When Parson Ruddle had heard this story he promised the boy to go with him next morning to the field, and went with the lad to the hall, whither the parents and the parson, the Rev. Samuel Williams, came to meet them from the parlour. They began at once to importune Ruddle about the interview and to pass remarks on the boy, who fled from them to his own room. The vicar of Launceston begged them to restrain their curiosity till he had made further investigation into the matter.

"The next morning, before five o'clock, the lad was in my chambers, and very brisk. I arose and went with him. The field he led me to I guessed to be twenty acres, in an open country, and about three furlongs from any house. We went into the field, and had not gone above a third part before the spectrum, in the shape of a woman, with all the circumstances he had described her to me the day before, met us and passed by. I was a little surprised at it, and though I had taken up a firm resolution to speak to it, yet I had not the power, nor indeed durst I look back; yet I took care not to show any fear to my pupil and guide, and therefore telling him that I was satisfied in the truth of his complaint, we walked to the end of the field and returned, nor did the ghost meet us that time above once.

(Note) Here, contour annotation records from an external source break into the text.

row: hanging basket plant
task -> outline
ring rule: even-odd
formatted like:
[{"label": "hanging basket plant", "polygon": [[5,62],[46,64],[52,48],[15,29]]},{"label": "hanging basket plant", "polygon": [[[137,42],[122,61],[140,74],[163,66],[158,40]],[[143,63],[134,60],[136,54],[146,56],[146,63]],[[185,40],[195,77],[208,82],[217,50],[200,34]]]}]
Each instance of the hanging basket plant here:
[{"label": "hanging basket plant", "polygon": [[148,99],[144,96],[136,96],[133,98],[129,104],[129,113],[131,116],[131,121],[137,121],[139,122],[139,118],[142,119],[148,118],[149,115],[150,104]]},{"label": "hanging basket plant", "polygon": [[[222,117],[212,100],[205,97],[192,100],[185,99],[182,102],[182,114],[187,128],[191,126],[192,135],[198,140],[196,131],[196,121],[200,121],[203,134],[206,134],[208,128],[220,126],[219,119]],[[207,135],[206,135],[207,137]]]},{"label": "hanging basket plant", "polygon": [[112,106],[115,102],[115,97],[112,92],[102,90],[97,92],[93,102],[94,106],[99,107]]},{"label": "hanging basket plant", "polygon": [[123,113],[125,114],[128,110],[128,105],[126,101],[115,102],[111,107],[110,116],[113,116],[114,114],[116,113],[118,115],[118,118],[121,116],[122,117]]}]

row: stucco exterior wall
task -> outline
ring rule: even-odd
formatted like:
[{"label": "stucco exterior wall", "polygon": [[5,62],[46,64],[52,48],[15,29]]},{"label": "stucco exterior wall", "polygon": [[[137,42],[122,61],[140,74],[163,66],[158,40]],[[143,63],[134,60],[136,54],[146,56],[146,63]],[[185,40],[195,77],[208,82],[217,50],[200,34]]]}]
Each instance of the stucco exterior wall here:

"At our return the gentlewoman watched to speak with me. I gave her a convenience, and told her that my opinion was that her son's complaint was not to be slighted, yet that my judgment in his case was not settled. I gave her caution that the thing might not take wind, lest the whole country should ring with what we had yet no assurance of.

"In this juncture of time I had business which would admit no delay, wherefore I went to Launceston that evening, but promised to see them again next week. Yet I was prevented by an occasion which pleaded a sufficient excuse. However, my mind was upon the adventure. I studied the case, and about three weeks after went again, resolving, by the help of God, to see the utmost.

"The next morning, the 27th day of July, 1665, I went to the haunted field by myself, and walked the breadth of the field without any encounter. I returned and took the other walk, and then the spectrum appeared to me, much about the same place where I saw it before, when the young gentleman was with me. In my thoughts it moved swifter than the time before, and about ten feet distant from me on my right hand, insomuch that I had not time to speak, as I had determined with myself beforehand.

"The evening of this day, the parents, the son, and myself being in the chamber where I lay, I propounded to them our going all together to the place next morning, and after some asseveration that there was no danger in it, we all resolved upon it. The morning being come, lest we should alarm the servants, they went under the pretence of seeing a field of wheat, and I took my horse and fetched a compass another way, and so met at the stile we had appointed.

"Thence we all four walked leisurely into the Quartils, and had passed above half the field before the ghost made appearance. It then came over the stile just before us, and moved with that swiftness that by the time we had gone six or seven steps it passed by. I immediately turned head and ran after it, with the young man by my side; we saw it pass over the stile by which we entered, but no farther. I stepped upon the hedge at one place, he at another, but could discern nothing; whereas I dare aver that the swiftest horse in England could not have conveyed himself out of sight in that short space of time. Two things I observed in this day's appearance. (1) That a spaniel dog, who followed the company unregarded, did bark and run away as the spectrum passed by; whence it is easy to conclude that it was not our fear or fancy which made the apparition. (2) That the motion of the spectrum was not by steps and moving of the feet, but a kind of gliding, as children upon ice or a boat down a swift river.

"But to proceed. This ocular evidence clearly convinced, but strangely frightened, the old gentleman and his wife, who knew this Dorothy Dingley in her lifetime, were at her burial, and now plainly saw her features in this present apparition.